Table of contents
When It's Time to Move
These books, originally published by Leadership Journal, offer deep dives on pressing issues of ministry and leadership from veteran ministry experts like Eugene Peterson, Fred Smith, Marshall Shelley, and others.
- Introduction
- “Burning Out, Rusting Out, or Holding Out?”
- The Unbusy Pastor
- A Dangerous Side Effect of Moving
- A Budget Primer
- Self-Disclosure: How Far to Go?
- Building Trust
- Who Works for Whom?
- A Guide to Candidating
- Starting Out and Staying In
- The Wilderness of the Candidate
- The Loneliest Choice of All
“Seven moves equal one fire.” —American folk saying
Anyone who’s packed and unpacked a truckload of household belongings—discarding this, squeezing that, scratching or even breaking the other—knows the truth of the adage. Moving has a way of diminishing us, until by the seventh time we wonder whether any original material is left.
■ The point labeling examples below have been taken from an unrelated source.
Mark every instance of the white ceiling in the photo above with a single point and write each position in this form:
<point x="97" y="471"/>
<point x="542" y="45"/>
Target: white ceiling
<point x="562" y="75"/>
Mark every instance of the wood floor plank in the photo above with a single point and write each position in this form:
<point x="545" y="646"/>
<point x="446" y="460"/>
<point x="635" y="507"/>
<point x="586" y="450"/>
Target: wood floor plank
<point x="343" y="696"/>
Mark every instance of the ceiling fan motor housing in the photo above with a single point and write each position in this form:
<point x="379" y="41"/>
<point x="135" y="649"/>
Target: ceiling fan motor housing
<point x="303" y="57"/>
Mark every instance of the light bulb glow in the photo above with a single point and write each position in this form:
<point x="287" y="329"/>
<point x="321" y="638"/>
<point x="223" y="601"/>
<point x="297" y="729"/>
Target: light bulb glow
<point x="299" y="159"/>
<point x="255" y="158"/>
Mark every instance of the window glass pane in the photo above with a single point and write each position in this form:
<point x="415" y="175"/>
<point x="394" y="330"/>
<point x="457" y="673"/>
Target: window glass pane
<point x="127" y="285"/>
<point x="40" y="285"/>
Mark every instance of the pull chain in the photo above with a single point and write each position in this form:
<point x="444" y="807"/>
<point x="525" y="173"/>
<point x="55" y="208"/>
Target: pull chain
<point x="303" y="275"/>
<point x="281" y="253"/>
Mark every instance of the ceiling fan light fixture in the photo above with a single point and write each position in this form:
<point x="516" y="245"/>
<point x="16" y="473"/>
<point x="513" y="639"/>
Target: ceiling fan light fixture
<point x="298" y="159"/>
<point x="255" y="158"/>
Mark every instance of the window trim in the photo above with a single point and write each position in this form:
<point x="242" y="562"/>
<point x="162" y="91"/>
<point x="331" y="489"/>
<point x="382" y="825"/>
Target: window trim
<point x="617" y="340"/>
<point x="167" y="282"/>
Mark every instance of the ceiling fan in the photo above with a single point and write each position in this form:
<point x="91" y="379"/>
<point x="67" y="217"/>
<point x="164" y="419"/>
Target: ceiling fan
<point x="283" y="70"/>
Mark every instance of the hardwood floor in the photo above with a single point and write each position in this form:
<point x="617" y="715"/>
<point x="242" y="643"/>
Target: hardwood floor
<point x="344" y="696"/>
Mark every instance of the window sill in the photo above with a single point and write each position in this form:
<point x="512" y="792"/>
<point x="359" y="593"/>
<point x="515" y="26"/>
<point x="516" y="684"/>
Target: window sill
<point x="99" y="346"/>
Moving also takes its toll on the intangibles. For the pastor, leaving one congregation for another is a peril-fraught venture. What if the new board turns out to be obstinate? What if the family is unhappy? How long will it take to win confidence and—beyond that—genuine friendship through the new sea of faces? What if finances stumble? What if the new pace of work proves overwhelming?
This book provides timely help for the pastor in transition. Eleven specially chosen writers whose ministerial experience ranges from Episcopalian to Nazarene, from Quebec to California, tell of struggles they’ve faced, misgivings they’ve weighed, and solutions they’ve found. Together, their chapters provide a game plan to make relocation a positive instead of a destructive event.
This is the fourth volume of THE LEADERSHIP LIBRARY, a continuing series from LEADERSHIP, the practical journal for church leaders published by Christianity Today, Inc. Others in the series have included Liberating the Leader’s Prayer Life and Clergy Couples in Crisis.
THE LEADERSHIP LIBRARY is more than a collection of theory; it provides ways of coping with the most difficult areas of everyday church life. It offers practical, proven routes to effective ministry.